Have you ever wanted a protagonist who avoided scientific knowledge and thinking, even though he inexplicably has the ability to recall a lot of (true!) science facts? This is your guy. He and his stoner friend Patton get abducted by aliens and are gradually revealed to be unwitting participants in a huge, galaxy-spanning, civilization-obliterating scheme. Are they committing a heist? or the object of one? How many times can the book zoom out to a broader perspective, showing us how insignificant the views of a couple nobodies from Earth are? Or how consequential, given the actual reality of living in a universe where interstellar travel is possible (but not for human civilization, yet), faster-than-light travel is impossible (but there are ways to sneak around this barrier), and some aliens don't experience consciousness, memory, or existence in the same way as everyone else?
The sarcastic tone becomes self-reflective a few times --- for example, one of the antagonist/teammates who keeps finding a way to sneak into being crucial so that they don't get left behind, says in a rush of trying to depress everyone else (p 242-243):
"You know, there is an odd sensibility among some species --- one that you seem to share with humans for instance --- to see every person's story as an arc or a circle where, for some reason, they grow as life grinds them down, become wise and forgive.
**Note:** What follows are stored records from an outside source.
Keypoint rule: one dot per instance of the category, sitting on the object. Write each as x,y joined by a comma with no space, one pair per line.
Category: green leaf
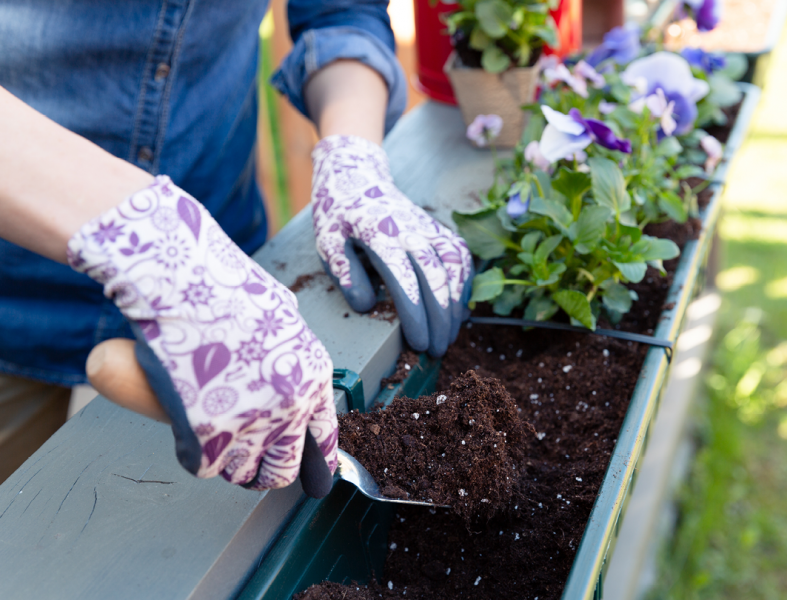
488,285
494,60
616,297
609,186
512,296
723,91
554,271
548,34
479,40
660,249
545,248
483,232
633,232
534,129
669,146
576,306
526,258
529,241
540,308
673,205
686,171
628,218
571,183
494,17
624,117
633,271
554,210
590,227
505,219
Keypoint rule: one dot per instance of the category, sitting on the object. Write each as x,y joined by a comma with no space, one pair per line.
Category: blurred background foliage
731,536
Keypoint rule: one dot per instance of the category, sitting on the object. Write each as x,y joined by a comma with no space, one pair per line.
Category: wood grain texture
103,509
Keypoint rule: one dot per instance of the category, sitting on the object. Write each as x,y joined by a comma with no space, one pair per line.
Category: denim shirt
168,85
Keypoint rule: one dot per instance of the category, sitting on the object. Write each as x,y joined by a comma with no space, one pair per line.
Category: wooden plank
103,509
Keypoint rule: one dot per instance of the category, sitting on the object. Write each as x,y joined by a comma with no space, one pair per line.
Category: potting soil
575,390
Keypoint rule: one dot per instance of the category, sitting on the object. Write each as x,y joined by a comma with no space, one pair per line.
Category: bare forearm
52,181
348,98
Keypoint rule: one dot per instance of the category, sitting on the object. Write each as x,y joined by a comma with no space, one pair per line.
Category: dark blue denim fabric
170,86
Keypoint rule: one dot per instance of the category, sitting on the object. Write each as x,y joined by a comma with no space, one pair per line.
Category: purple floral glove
233,363
426,267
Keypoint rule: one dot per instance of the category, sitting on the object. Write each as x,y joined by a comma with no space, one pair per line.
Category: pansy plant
608,151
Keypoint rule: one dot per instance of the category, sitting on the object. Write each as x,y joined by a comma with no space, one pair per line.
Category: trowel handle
113,370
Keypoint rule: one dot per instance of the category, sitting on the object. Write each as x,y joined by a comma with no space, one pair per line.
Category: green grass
731,536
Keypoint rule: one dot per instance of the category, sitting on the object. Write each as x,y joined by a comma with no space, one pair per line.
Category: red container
432,44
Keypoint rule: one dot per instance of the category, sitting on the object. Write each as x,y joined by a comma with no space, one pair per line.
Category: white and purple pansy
706,13
659,107
710,62
566,135
518,201
672,74
533,156
621,45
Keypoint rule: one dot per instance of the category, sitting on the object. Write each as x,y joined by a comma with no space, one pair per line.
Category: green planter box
662,17
343,537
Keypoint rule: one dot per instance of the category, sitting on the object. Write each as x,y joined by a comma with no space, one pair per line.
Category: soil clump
575,390
462,447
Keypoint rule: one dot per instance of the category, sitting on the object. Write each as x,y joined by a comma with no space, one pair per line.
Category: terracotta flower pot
481,93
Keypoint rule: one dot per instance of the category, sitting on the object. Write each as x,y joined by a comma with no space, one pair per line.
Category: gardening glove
427,268
232,362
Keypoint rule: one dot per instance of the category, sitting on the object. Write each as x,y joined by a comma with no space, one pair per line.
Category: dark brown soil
307,280
574,389
461,447
407,361
336,591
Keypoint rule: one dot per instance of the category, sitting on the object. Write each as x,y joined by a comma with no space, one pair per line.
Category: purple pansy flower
484,129
672,74
565,135
621,44
517,206
533,155
714,150
659,107
707,61
707,13
606,108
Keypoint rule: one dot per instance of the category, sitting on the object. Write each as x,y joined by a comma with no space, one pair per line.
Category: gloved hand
234,365
427,268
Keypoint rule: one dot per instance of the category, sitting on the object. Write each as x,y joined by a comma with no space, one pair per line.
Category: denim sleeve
326,30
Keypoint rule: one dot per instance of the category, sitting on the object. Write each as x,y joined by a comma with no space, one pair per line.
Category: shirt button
162,71
145,154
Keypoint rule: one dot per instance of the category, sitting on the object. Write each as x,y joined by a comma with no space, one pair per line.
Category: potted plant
493,69
573,227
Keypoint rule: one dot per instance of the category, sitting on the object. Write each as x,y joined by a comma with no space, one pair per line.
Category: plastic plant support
586,577
350,383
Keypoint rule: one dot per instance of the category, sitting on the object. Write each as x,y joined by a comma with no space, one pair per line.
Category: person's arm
348,98
53,180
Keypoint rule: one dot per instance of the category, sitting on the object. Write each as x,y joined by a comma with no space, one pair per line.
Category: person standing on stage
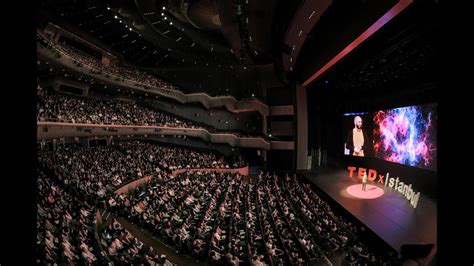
364,181
357,139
As if adversity is some kind of fertilizer for thesoul. It's like this fiction they put in their television shows --- now those are sick --- a million different angles an the theme that suffering si redemptive. Would you believe that some of them actually worship that idea? Perverse, in my opinion. Yet there is a bias to only tell those stories, I think. People love a redemption story and so those are the ones we hear. ... I believe the opposite outcome is far more prevalent. Suffering begets suffering. ... Don't let happy myths about trial and redemption cloud the reality of the way things are. The Universe is life and death. Everything else is a nudge in one direction or the other. In the end, we only have ourselves."
I'd group this with John Dies at the End and If This Book Exists, You're in the Wrong Universe. A fine whirl through a sci-fi adventure, fun in the moment, but I probably won't reread it and I decided to pass it along to a friend to read next.
This post's theme word is viscid (adj), "sticky, glutinous, slimy." The final sequences take place in a drug-addled state of viscid hallicinations and horrors.